And I think instead of deriving Copy, you can impl operations both on the values as well as on the references (or AsRef?)

LaurentMazare commented 10 months ago

Both of these are actually already done :)

timokoesters commented 10 months ago

Oh that's great, maybe I was using an old version, or it only worked one way.

timokoesters commented 10 months ago

It looks like Tensor + Result is implemented, but not Result + Tensor or Result + Result. It also doesn't work for methods like broadcast_div.

I have another related problem: I'm unable to write a rusty variant for modifying a single index: var[2, 3] += 1, is there a method that can help me with that?

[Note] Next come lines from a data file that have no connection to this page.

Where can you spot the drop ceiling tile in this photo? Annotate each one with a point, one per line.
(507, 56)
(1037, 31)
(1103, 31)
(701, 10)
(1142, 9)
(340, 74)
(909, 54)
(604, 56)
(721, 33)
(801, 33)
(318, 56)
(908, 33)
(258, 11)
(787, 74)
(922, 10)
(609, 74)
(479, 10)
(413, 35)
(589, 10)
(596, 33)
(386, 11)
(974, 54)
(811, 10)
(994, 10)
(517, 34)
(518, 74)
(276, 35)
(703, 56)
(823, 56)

LaurentMazare commented 10 months ago

Re Result + Result I think this is because of the foreign trait limitation of rust so not much that we can do here. Re assigning single values in place, we don't really have an op to do this and it's on purpose as these tend to be really inefficient so we prefer favoring more functional approaches and avoiding accessing data by index. I don't think this has been an issue for all the models we've been looking at so far but if there are some specific models for which this would be a limitation, certainly curious to hear about them.

timokoesters commented 10 months ago

Sorry, you are correct on the Result+Result, but the other combinations will work, as you can see in my example. An idea to even allow result+result is to have all operations return Tensor, but hide the Result internally and only expose it with some getter methods.

I am redoing the "Neural networks from zero to hero" with Candle and one of the first things is building a character combination count matrix (https://youtu.be/PaCmpygFfXo?feature=shared&t=574). This adds 1 to specific entries in the matrix. Another use case would be implementing one-hot encoding.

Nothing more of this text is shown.